Houston’s review board didn’t appear to reduce the number of suspects who were killed or wounded by police officers. From 2007 to 2011 – the five years preceding the board’s creation – the police killed an average of 9.8 suspects annually, and wounded 13.2. The number of killed and wounded rose to 10 and 16, respectively, in the five years after the board was established. The number of near misses or cases where the injury status of the suspect was unknown increased more substantially, from an average of 13 to 23 cases a year.
Before the Board was established, Houston’s murder rate was falling and falling relative to the rest of Texas. Immediately after the board was established, Houston’s murder rate rose, and rose faster than the rest of Texas. From 2007 to 2011, Houston’s murder rate fell by 43%. By 2016, the rate was back up by 40%. Perhaps the city suffered because the police department proceeded too cautiously with the new review board looking over its shoulder.
Those percentages represent real lives. The number of murders in Houston fell from 351 in 2007 to 198 in 2011, and then rose to 301 in 2016. Something clearly changed in 2011, and it is hard to think of any other likely explanation.
Houston’s rape rate increased by 44% after the Board was created, and rose 8% faster than in the rest of Texas. Houston’s aggravated assault rate went up by 14%, 15% faster than elsewhere in the state. There was improvement in only one category of violent crime: assaults fell by 3%, and fell 12% more sharply than in the rest of Texas.
Review boards may increase crime not only because they discourage the police from doing their job, but if they are used to exaggerate racial discrimination by police, they risk doing what they were designed to prevent. They may alienate citizens from the police and discourage minorities from helping police solve crimes.
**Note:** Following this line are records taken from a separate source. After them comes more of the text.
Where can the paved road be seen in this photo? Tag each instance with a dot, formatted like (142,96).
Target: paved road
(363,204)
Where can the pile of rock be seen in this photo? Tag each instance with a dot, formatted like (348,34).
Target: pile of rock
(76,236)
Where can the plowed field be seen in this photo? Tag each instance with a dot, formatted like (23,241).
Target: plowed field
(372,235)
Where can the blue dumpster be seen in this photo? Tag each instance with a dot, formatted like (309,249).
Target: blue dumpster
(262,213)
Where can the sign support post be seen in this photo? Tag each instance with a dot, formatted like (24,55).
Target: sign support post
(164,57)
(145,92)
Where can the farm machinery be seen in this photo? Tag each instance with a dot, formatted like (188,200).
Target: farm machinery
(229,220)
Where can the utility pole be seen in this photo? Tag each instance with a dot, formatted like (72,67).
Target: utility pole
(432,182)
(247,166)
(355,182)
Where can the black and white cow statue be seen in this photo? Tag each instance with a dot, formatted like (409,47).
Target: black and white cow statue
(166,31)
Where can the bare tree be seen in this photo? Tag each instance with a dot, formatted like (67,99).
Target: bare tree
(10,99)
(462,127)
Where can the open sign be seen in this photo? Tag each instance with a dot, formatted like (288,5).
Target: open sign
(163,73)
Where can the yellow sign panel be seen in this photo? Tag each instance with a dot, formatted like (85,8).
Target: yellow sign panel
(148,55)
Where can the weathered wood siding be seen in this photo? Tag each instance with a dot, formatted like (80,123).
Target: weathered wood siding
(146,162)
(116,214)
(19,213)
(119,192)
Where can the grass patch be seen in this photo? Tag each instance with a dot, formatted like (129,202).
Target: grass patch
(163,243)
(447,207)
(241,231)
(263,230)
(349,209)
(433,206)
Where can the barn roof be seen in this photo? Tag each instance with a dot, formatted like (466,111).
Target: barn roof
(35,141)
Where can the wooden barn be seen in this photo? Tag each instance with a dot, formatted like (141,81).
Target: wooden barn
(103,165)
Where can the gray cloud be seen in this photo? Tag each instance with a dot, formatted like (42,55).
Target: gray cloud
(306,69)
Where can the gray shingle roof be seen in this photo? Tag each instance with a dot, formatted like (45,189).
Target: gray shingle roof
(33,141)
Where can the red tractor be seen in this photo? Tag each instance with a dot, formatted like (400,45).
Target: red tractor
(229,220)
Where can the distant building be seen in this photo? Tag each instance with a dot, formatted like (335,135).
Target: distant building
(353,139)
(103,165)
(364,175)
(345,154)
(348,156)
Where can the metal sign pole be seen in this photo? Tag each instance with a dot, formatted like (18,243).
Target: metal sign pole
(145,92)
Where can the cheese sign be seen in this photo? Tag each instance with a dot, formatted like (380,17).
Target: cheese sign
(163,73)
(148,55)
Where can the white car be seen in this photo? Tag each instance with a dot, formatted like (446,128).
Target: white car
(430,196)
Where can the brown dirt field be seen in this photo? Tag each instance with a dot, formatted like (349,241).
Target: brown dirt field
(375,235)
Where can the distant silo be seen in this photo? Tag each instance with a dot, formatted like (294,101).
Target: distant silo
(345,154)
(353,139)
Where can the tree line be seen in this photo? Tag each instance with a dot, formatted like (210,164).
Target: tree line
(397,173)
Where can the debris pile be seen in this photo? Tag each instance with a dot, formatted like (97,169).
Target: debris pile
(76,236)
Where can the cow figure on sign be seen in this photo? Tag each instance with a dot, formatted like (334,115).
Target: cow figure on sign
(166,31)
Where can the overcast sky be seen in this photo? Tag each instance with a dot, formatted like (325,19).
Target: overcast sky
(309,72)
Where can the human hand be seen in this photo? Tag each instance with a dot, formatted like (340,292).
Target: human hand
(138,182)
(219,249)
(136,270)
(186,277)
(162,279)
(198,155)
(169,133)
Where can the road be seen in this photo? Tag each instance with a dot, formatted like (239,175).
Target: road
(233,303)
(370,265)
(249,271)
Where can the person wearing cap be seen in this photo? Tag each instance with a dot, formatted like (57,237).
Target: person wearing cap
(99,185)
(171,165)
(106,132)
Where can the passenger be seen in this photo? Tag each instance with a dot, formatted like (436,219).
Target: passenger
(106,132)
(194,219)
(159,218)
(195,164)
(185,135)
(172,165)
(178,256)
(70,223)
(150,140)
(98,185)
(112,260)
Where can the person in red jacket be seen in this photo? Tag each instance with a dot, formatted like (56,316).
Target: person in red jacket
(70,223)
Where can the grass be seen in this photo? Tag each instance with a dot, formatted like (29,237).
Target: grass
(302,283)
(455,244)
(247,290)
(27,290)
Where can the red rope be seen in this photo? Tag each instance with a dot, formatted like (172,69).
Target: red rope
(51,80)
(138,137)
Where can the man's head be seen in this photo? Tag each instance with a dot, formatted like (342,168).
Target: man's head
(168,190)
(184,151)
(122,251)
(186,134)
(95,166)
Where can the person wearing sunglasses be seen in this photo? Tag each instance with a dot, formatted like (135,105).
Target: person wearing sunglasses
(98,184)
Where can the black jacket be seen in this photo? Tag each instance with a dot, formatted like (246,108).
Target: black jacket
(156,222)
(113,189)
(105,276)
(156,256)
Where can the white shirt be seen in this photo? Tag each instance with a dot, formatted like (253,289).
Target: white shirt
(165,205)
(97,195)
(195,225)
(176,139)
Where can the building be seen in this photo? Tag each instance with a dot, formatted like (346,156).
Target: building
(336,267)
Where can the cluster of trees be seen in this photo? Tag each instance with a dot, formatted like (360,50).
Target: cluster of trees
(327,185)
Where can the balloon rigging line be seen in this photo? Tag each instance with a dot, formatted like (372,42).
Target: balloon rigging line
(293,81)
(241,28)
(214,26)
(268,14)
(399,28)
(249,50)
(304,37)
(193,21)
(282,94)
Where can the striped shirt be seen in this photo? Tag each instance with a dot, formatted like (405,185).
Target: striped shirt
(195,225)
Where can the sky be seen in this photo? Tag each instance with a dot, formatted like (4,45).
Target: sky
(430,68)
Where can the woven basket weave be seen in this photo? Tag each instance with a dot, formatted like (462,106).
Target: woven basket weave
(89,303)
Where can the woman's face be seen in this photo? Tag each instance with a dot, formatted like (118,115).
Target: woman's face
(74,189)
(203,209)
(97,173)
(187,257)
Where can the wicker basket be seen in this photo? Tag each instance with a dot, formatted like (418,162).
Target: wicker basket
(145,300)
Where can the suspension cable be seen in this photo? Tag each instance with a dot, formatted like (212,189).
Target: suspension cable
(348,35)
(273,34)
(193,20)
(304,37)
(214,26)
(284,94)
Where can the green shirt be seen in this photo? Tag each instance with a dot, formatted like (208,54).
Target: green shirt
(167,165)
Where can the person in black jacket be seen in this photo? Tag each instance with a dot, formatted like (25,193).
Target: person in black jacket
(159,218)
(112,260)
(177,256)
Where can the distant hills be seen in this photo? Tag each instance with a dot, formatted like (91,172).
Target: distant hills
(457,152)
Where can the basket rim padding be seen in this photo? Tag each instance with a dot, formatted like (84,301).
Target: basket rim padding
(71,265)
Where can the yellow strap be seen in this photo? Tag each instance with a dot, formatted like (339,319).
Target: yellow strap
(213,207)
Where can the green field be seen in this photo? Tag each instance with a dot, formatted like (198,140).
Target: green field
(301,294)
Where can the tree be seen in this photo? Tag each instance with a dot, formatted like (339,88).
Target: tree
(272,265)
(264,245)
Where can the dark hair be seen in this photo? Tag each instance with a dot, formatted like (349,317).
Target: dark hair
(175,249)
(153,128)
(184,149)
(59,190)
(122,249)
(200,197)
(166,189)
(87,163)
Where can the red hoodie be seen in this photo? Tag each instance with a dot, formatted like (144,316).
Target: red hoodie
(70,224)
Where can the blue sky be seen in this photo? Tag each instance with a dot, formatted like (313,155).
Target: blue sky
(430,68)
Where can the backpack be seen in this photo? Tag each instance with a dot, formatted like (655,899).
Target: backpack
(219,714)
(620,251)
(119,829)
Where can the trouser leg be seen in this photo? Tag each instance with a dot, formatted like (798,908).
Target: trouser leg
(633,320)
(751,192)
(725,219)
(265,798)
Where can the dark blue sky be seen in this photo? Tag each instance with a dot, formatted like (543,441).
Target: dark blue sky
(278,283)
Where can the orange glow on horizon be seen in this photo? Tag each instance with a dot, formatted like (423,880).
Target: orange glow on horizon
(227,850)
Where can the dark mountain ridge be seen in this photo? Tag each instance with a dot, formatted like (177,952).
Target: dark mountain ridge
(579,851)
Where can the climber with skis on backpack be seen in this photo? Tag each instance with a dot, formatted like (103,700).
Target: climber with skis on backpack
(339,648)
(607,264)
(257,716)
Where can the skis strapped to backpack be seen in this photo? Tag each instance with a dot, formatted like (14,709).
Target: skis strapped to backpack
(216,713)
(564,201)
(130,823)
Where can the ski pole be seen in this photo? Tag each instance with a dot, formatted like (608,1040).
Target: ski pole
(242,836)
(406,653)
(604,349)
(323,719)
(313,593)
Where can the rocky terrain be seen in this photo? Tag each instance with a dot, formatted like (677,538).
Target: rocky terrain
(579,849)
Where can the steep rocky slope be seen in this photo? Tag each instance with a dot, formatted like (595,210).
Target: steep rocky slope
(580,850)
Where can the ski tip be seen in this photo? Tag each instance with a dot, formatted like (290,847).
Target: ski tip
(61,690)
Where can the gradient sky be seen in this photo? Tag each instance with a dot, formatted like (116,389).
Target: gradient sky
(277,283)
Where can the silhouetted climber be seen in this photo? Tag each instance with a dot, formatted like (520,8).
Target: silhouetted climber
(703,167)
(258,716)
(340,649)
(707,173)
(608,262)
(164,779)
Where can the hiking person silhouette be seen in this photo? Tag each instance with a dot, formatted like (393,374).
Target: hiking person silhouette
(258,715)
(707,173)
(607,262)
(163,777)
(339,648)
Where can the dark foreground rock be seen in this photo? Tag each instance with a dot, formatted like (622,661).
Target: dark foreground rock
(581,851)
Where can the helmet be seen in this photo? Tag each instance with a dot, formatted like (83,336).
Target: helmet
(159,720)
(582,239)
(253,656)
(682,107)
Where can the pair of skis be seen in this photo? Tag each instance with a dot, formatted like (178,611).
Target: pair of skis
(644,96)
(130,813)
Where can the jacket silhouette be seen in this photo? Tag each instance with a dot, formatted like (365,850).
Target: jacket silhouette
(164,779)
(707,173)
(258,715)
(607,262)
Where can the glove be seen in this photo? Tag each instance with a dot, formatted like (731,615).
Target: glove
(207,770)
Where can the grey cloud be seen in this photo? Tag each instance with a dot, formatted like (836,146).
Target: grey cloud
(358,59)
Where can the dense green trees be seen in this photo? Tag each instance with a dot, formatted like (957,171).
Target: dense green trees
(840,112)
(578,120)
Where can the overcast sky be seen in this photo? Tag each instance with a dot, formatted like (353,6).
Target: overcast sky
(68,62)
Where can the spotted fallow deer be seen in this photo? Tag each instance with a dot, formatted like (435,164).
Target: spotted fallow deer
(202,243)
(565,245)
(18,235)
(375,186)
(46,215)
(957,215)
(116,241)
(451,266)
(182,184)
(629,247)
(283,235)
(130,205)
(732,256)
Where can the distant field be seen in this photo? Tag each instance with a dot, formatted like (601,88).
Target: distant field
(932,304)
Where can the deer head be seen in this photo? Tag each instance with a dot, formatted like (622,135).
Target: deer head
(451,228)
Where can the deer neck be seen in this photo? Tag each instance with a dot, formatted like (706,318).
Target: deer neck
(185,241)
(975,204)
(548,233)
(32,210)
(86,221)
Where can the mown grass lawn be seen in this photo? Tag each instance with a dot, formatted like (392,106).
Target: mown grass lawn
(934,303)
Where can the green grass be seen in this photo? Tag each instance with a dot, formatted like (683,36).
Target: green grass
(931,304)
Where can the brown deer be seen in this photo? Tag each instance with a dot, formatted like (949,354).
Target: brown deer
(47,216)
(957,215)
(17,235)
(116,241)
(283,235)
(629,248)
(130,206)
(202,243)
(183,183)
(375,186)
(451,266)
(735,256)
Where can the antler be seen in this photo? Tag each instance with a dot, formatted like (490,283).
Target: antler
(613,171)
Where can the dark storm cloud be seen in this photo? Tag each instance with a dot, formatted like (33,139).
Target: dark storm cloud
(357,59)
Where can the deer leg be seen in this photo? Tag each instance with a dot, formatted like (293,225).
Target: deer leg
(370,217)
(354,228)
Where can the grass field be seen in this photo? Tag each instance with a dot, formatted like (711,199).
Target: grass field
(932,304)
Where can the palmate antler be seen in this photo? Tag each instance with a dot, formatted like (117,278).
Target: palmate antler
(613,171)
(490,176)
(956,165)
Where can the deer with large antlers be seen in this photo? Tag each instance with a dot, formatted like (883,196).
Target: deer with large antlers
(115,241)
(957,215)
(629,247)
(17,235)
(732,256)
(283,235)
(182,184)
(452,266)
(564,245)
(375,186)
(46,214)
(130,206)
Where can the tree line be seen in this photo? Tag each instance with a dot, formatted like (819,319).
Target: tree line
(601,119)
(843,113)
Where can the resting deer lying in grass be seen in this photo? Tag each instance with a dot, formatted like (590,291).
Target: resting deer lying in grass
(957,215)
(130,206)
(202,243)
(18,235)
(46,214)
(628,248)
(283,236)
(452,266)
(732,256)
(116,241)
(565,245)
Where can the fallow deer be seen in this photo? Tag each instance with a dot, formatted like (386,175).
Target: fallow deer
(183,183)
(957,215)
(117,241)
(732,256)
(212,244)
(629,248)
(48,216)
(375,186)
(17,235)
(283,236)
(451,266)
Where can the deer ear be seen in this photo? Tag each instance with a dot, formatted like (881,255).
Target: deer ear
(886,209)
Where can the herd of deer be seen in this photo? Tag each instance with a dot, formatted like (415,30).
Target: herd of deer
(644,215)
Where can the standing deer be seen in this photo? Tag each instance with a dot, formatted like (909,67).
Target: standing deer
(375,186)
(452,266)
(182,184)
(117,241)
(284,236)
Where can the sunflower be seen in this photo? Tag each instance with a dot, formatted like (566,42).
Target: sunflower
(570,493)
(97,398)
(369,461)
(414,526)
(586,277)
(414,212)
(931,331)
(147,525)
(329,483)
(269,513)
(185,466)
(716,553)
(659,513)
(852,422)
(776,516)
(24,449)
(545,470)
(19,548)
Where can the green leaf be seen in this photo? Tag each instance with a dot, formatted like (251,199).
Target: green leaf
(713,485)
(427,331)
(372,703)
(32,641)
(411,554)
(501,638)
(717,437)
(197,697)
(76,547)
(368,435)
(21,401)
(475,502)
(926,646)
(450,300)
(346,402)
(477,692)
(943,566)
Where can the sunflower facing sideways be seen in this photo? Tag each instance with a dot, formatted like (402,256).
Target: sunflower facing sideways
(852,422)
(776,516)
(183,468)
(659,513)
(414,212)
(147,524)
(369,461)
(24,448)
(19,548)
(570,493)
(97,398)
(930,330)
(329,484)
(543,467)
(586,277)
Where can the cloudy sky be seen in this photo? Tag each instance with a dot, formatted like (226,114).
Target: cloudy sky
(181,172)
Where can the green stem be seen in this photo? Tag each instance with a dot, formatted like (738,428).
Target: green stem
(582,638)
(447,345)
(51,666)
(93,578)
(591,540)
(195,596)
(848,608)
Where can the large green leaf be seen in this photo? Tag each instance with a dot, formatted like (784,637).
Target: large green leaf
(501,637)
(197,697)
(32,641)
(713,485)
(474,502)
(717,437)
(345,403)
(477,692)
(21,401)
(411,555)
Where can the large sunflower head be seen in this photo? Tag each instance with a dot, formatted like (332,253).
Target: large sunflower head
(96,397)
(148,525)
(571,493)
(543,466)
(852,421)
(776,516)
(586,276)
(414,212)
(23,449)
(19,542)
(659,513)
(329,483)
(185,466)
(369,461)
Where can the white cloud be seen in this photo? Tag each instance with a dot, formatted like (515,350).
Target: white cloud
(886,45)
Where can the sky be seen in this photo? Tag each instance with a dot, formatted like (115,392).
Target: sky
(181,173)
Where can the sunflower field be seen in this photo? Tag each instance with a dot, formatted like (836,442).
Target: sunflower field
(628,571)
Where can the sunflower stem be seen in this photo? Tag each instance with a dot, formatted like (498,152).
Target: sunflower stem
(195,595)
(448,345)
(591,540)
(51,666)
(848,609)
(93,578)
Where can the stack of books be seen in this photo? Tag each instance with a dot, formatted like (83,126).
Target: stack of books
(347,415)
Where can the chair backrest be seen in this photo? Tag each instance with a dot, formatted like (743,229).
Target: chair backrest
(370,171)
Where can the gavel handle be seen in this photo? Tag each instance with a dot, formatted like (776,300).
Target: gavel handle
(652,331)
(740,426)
Overall, it doesn’t seem that Houston’s review board helped the city. Indeed, it may have endangered lives, especially those of blacks living in high-crime neighborhoods who are most in need of bold police action. Increased oversight sure sounds like a good thing, but a review board risks politicizing the process. Boards may create the very problems in the minority communities that they were designed to solve.